At Your Tribute: A Black T-Shirt, White Letters: “Not Dead Yet”

We forgot to water, we forgot to open the flue, so the living room quickly filled

with clouds, smoky gray, a locomotive engine had taken a wrong turn,

ending up against your parents’ figurines, gold frame caught in mid-undulation, draping over

the fireplace mirror,  bubbling milky-blue paint and the bar wheeled in for special occasions.

Sliding open to be washed by winter, we had years of thirsty African Violets, not dead yet.

 

I found you prone with a tiny angel, your hands folded to hold it.

Blue angels climbed to the top of flagpoles posing in mid-flight

reigning over that spring day 19 years before when there were orange-robed singing monks,

and smoke-damage was covered in grape vines painted,  roaming the room.

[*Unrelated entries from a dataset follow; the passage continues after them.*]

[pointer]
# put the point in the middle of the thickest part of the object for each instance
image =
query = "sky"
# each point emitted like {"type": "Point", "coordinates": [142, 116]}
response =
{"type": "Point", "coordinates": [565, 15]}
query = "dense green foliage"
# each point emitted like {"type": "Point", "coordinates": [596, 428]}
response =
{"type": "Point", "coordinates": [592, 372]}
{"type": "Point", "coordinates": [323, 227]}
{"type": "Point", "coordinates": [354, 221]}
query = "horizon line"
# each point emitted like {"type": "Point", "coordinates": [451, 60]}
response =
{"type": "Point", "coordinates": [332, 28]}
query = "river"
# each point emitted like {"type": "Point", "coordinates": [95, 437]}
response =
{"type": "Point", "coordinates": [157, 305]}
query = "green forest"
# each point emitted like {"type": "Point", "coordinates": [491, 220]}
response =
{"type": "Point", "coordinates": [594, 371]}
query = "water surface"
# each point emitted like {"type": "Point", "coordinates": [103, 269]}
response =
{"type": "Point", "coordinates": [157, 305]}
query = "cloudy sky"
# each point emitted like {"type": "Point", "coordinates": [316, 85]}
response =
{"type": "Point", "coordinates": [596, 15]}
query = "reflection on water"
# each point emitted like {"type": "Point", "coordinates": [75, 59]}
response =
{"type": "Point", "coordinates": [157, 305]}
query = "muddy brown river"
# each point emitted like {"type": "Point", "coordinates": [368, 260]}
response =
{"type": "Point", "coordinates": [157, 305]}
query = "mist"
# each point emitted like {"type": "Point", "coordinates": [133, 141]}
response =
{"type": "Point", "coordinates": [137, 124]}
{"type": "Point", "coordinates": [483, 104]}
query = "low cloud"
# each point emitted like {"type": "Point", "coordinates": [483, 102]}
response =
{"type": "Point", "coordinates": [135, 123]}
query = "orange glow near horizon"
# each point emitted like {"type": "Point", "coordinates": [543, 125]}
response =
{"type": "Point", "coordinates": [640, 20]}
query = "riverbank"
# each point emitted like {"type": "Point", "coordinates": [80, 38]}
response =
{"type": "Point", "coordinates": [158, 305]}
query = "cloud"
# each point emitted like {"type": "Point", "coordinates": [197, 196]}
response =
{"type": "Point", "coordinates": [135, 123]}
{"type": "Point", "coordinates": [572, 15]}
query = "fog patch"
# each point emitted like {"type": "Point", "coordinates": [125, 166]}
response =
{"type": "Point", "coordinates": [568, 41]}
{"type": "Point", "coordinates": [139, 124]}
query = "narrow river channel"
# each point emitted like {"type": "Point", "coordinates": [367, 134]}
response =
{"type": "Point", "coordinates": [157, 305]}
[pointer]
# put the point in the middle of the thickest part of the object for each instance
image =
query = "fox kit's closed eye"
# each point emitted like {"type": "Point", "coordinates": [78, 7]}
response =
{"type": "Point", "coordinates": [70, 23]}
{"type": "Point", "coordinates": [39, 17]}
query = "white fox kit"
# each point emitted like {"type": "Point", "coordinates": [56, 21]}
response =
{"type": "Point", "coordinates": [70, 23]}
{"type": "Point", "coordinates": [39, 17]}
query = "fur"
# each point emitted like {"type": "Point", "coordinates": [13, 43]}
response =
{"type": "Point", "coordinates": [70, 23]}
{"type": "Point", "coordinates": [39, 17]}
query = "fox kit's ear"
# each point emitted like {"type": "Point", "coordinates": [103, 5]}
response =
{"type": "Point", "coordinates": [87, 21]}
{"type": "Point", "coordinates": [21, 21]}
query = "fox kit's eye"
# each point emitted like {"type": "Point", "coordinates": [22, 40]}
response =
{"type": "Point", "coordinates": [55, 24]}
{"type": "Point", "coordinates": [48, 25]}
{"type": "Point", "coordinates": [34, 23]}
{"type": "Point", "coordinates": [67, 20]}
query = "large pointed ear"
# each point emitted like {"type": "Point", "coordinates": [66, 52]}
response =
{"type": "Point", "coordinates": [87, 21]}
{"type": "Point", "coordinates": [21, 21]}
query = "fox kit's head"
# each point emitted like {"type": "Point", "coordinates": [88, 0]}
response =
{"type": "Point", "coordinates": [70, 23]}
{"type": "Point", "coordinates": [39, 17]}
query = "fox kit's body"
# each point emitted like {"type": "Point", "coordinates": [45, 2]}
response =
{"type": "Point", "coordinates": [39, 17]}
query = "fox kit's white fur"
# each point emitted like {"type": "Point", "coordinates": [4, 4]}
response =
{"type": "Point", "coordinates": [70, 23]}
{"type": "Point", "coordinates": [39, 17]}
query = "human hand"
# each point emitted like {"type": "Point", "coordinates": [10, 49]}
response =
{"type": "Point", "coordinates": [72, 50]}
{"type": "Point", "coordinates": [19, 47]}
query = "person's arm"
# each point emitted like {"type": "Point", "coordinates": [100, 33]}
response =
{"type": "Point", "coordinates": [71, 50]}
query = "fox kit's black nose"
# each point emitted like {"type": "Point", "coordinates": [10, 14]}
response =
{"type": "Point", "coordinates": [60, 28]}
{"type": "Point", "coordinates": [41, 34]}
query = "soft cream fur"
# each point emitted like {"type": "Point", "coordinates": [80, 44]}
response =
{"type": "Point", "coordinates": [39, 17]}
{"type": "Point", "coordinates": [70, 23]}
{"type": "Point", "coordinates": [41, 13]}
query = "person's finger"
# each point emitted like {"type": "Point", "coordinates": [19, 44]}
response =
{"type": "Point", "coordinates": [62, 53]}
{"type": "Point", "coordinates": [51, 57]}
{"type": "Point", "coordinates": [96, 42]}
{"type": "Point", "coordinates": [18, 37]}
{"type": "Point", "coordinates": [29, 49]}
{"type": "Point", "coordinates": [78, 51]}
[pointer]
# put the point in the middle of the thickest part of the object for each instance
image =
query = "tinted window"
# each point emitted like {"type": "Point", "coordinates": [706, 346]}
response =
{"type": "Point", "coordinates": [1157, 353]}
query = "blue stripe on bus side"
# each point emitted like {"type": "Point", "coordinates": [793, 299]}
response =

Sliding open to be washed by winter, we had years of thirsty African Violets, not dead yet.

 

Violet-themed bedclothes, lavender bath rug, the flowered towels, thick enough

to grab fistfuls, digging my nails into my numb palms, your dead ones already cool to the

touch.  Wading into wailing, all the while, picturing you up in blue and purple and orange

sliding open to be washed by winter, we had years of thirsty African Violets, not dead yet.

 


Julia Blumenreich is a poet and finishing her 19th year of teaching 4th grade at Germantown Academy in Fort Washington, PA.. A recipient of a Pennsylvania Arts Council grant for her poetry, she has read her work in various venues including the University of Pennsylvania, Brown University, and Muse House in Philadelphia. In 2012, she collaborated with the visual artist, Wendy Osterweil, on ‘Reforesting: An Homage to Gil Ott’ a poetry/ sculptural installation/print show at The Painted Bride Art Center. Four of her poems have been set to music composed by Kyle Smith and were performed as part of “Lyric Fest” in 2014. She’s published two chapbooks: Meeting Tessie (Singing Horse Press) and Artificial Memory (Leave Books) and has completed a poetry manuscript called “So You Wonder.”